Meine has been thinking lately about the many uses—and users—of Leopold. “Leopold defined challenges that remain at the core of conservation thought and practice more than a half-century after his death, even as conservation concerns increasingly overlap other issues in contemporary life,” he says. “Leopold the human being belongs to the ages. Leopold the source and symbol has been and will be shaped according to the ideas, questions and requirements—and also the fears, blind spots and prejudices—of subsequent generations.”
As a result, Leopold is readily cast as a prophet, a hero, a naive interloper, an environmental radical or as an ecofascist. It all depends on who we are and what we need him to be for us.

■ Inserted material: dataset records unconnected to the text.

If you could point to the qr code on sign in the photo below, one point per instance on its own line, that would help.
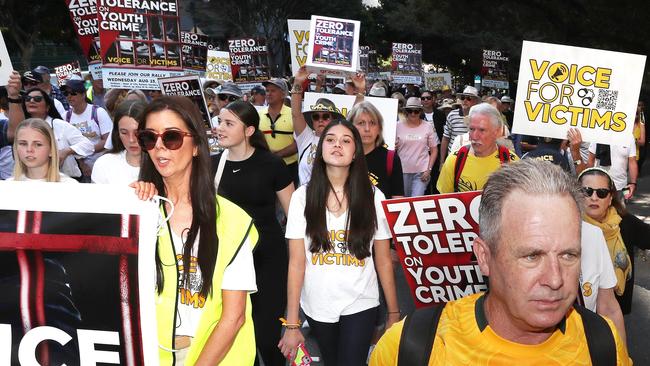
(607, 99)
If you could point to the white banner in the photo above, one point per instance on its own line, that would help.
(562, 87)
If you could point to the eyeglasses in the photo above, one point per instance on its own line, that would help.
(230, 98)
(172, 139)
(600, 192)
(35, 98)
(321, 116)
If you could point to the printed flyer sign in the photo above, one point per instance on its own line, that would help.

Then there are those who have no ability to read or interpret Leopold but nonetheless depend on him. As I read aloud in the dim firelight of the Shack, my eyes are suddenly drawn upward. There, on 10 feet of gossamer thread, hangs a spider who has rappelled down to see what’s happening. Whether she is drawn by the light, or the warmth, or is just trying to hear better I don’t know. For the next 10 minutes I watch as she pulls herself slowly back up into the rafters. To her, the Shack matters because it is her home. But to her offspring, and to the larger web of life entangling her, how we interpret and utilize the legacy of Leopold is the real question.

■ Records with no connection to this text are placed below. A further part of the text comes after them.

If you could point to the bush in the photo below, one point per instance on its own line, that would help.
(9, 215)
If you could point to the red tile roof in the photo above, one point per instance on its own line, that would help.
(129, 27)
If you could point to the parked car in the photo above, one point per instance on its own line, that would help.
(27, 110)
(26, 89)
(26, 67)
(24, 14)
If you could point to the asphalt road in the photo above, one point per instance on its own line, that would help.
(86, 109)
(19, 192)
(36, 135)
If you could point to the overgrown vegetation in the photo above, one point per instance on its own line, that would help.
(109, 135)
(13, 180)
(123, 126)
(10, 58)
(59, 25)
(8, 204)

The next morning we awake before dawn, dress in shivers, sip tea and head back outside. The snow has stopped, but enough fell to leave the landscape mostly white. Still, we can feel spring lurking beneath the sluggish veil. We head back down to the sloughs, and tread our way farther into the wetness of spring. Overnight the water levels have dropped an inch or so, but we still need to pick our way carefully across log bridges and seek out the solid root masses in the marshy terrain. Once again the fish are not biting, so we sit under a pine and enjoy this morning’s entry into the almanac of days.
Fast-forward through a muggy summer of mosquitoes and a golden fall and we reach November. Leopold wrote this for that month: “I have read many definitions of what is a conservationist, and written not a few myself, but I suspect that the best one is written not with a pen, but with an axe. It is a matter of what a man thinks about while chopping, or while deciding what to chop. A conservationist is one who is humbly aware that with each stroke he is writing his signature on the face of his land.” He goes on at length as to why, when faced with a pine and a birch side by side, he will cut the birch.

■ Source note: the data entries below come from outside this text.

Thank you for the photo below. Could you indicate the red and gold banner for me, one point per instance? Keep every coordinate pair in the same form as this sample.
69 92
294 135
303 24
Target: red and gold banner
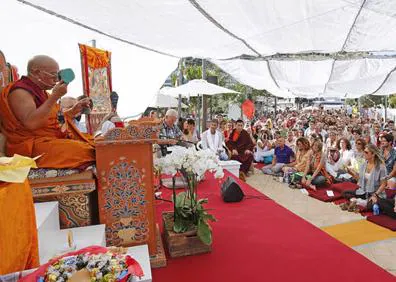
96 72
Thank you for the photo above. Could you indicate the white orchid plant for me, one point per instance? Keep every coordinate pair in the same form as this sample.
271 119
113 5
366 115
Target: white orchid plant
190 160
189 212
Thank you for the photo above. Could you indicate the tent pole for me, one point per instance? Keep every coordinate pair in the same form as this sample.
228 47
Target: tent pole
180 82
199 113
204 99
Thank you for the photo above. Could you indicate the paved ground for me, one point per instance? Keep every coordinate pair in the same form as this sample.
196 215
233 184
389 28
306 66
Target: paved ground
323 214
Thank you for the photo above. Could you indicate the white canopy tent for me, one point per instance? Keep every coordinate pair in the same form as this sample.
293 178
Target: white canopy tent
165 101
198 87
230 31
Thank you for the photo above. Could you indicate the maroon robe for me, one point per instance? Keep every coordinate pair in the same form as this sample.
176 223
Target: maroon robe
39 95
243 143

It’s a question of some meaning at the Shack. “The big question is what does that landscape look like in another 50 years,” says Aldo Leopold Foundation Executive Director Buddy Huffaker. “That’s quite a challenge, because the site now is as much a cultural landscape as a natural landscape. How do we balance those values to maintain the integrity of the site? Do you replace the pine trees? A more ecologically appropriate community would be dry prairie, oak savanna.”
But Leopold loved his pines, and they provide a vivid example of the connection we all have to the land. “That can’t be ignored,” says Huffaker. “Science only goes so far. It’s that personal commitment to the land that really ultimately results in the land ethic continuing to be implemented.”